Et quels sont ces obstacles ?
La nature de l’obstacle se révèle lorsque la conscience
est claire et reposée.
Le principal obstacle à la réalisation c’est, encore et
toujours, la peur et cette peur se manifeste sous diverses formes qui sont toutes
génératrices d’obstacles.
La peur de perdre
Liée à l’avoir ou à son contraire le non-avoir, la
peur de perdre a pour effet principal le repli sur soi, une forme d’auto
rétrécissement de l’âme et de la psyché qui
s’approprie les habitudes passées, résultats de nos anciens
apprentissages.
Celle-ci est tellement ancrée dans nos mémoires qu’elle
se reproduit souvent à notre insu et de manière automatique. On
ne la voit pas ! Et si on ne la voit pas c'est tout simplement qu'on a peur
de la voir. Prendre conscience de sa toute puissance nous met en péril.
Refusant cette prise de conscience, nous lui laissons les pleins pouvoirs et
lui déléguons le nôtre !
La peur de perdre étrique l’être qui se crispe sur ses possessions,
qui sont autant de fausses sécurités.
Comment donc désarçonner cette peur particulière ?
Percevoir les mécanismes
Il n’est pas de travail qui ne soit motivé par la nécessité.
Ce n’est que lorsque le handicap est ressenti en tant que tel que le travail
commence et que l’on peut s’appliquer avec méthode à
aller chercher ce que l’on veut éradiquer.
Prendre conscience de nos peurs particulières nous amène très
directement à observer la manière dont elles se manifestent.
Est-ce la peur de perdre nos possessions, de manquer d’argent, de toit,
de nourriture, de se retrouver privé de l’essentiel, de ce qui
est vital à notre survie ?
Est-ce la peur de perdre l’estime de l’autre, sa reconnaissance
à notre égard ?
Est-ce la peur de perdre de notre influence, du pouvoir qui nous rassérène
à travers l’image sécurisante de quelqu’un de fort,
non vulnérable… la peur de l’impuissance ?
Est-ce la peur de perdre l’amour du conjoint, du parent, de l’enfant
et qui nous fait faire les concessions d’usage quitte à se renier
soi-même ?
Est-ce la peur de perdre qui nous mène ainsi par le « bout du nez
» ?
La peur d’être soi-même
Un remède. Si je me pose, je m’impose…
Quelle est ma vérité ? Qu’est-ce que j’aime, en un
mot qu’est-ce que je veux.
Nos revendications du passé n’ont pas toujours trouvé un
écho favorable et nous avons bien souvent été brimés
dans nos options, empêchés dans nos choix de vie.
… J’aurais tellement aimé être ceci ou faire cela…
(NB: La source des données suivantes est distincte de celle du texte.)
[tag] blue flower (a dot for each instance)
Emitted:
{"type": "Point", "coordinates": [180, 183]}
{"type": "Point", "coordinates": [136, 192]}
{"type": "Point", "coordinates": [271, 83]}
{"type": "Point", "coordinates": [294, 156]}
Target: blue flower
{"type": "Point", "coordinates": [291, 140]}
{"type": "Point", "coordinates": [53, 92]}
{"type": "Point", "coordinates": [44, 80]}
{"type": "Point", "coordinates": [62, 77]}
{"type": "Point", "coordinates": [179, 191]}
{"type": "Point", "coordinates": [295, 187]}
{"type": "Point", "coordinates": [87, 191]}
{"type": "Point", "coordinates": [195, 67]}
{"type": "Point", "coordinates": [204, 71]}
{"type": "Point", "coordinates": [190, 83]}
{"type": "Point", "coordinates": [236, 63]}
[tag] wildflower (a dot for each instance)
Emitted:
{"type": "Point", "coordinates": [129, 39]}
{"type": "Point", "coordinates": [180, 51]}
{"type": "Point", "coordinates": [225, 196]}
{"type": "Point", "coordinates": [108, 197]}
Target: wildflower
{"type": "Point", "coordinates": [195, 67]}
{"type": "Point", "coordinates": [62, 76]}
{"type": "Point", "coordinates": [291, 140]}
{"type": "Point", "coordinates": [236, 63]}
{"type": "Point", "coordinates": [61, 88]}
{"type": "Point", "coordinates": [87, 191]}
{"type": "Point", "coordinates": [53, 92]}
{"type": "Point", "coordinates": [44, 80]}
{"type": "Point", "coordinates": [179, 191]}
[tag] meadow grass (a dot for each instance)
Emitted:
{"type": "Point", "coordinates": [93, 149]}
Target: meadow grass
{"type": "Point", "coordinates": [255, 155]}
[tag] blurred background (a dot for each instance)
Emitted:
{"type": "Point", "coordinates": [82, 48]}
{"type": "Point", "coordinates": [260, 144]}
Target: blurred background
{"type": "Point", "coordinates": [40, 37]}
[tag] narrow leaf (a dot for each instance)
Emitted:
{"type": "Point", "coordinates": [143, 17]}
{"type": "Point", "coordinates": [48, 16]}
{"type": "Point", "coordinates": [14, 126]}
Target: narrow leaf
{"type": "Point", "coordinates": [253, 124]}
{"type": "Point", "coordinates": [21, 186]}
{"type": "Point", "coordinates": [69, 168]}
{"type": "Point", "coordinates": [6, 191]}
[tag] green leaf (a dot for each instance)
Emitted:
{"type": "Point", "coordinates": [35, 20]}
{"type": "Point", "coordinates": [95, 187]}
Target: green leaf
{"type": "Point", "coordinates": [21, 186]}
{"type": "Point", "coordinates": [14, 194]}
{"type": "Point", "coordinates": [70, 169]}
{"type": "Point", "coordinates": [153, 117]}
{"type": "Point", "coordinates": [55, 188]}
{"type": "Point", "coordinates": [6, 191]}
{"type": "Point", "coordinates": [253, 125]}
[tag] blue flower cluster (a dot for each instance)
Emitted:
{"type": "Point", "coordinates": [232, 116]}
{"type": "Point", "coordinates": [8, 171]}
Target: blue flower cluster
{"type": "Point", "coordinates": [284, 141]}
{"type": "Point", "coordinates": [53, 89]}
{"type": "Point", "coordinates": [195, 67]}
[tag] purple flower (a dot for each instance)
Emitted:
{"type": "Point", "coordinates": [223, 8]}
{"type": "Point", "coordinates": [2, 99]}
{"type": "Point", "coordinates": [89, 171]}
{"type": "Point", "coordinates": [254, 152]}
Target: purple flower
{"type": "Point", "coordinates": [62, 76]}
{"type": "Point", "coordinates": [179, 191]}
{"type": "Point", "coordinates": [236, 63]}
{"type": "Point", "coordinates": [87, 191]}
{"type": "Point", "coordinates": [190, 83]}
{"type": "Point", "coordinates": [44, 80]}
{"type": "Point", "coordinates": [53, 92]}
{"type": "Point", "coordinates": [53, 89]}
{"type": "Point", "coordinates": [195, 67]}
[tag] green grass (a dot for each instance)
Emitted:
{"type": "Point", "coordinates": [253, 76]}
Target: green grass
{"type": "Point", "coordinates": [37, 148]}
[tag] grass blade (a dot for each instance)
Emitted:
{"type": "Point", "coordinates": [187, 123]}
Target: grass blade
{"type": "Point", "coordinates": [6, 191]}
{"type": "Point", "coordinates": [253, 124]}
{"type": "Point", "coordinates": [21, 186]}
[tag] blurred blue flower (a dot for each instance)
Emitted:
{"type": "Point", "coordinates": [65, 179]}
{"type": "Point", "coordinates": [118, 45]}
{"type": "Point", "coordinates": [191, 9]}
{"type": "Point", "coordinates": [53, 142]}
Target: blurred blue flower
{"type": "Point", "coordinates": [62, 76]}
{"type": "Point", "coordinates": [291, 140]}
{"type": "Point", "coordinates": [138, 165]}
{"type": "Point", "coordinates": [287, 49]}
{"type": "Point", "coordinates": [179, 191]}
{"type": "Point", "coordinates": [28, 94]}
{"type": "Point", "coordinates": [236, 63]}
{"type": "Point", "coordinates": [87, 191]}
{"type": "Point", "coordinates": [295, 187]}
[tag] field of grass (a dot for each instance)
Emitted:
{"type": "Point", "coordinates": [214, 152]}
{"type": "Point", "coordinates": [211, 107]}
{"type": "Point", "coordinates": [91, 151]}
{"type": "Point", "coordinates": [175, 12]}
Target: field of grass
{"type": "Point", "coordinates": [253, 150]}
Que n’ai-je obéi à mon intuition!… Comment et pourquoi
me suis-je finalement empêché(e) d’exister sous la forme
ressentie. Je n’ai pas choisi car je n’avais peut-être pas
les moyens de choisir et de dire oui à mes options de vies. J’ai
été obligé(e) de ce fait de me couper de mon propre ressenti,
de ne plus m’écouter, et même parfois de me renier !
Nos auto empêchements engendrant concrètement une série
de privations diverses, il sera nécessaire pour rétablir cet équilibre
et guérir ces énergies bloquées dans le passé, d’oser
certains « passages à l’acte ».
Agir
Si par exemple nous avons souffert de timidité par peur d’aborder
l’autre, peur de le contrarier, peur de dire non (et de perdre son estime,
sa considération ou son amour) il sera nécessaire de percevoir
clairement l’objet du conflit afin de s’accorder des champs d’action
progressifs et méthodiques, des terrains d’entraînement à
notre portée.
Choisir après clarification ses terrains d’entraînement demande
un certain discernement.
Il va falloir aller doucement mais fermement dans le sens des anciens interdits.
Nous pourrons par exemple, si nous avons peur de la hiérarchie, susciter
des rendez-vous avec des personnes haut placées dans l’échelle
sociale : donner un coup de téléphone au préfet afin d’obtenir
une subvention… Oser demander ce qui a été refusé
une première fois… etc.
Prenant en considération l’expérience nouvelle et son retour,
nous avons la preuve que nous pouvons faire la chose, que l’obtention
de cette chose est possible et peut donc devenir naturelle. L’action a
pour retour la preuve de ce possible qui va engendrer de plus en plus de confiance.
C'est un changement vis-à-vis de nos croyances.
Agir débloque ainsi les anciens programmes et suscite une familiarisation
avec de nouvelles croyances, choisies par nous…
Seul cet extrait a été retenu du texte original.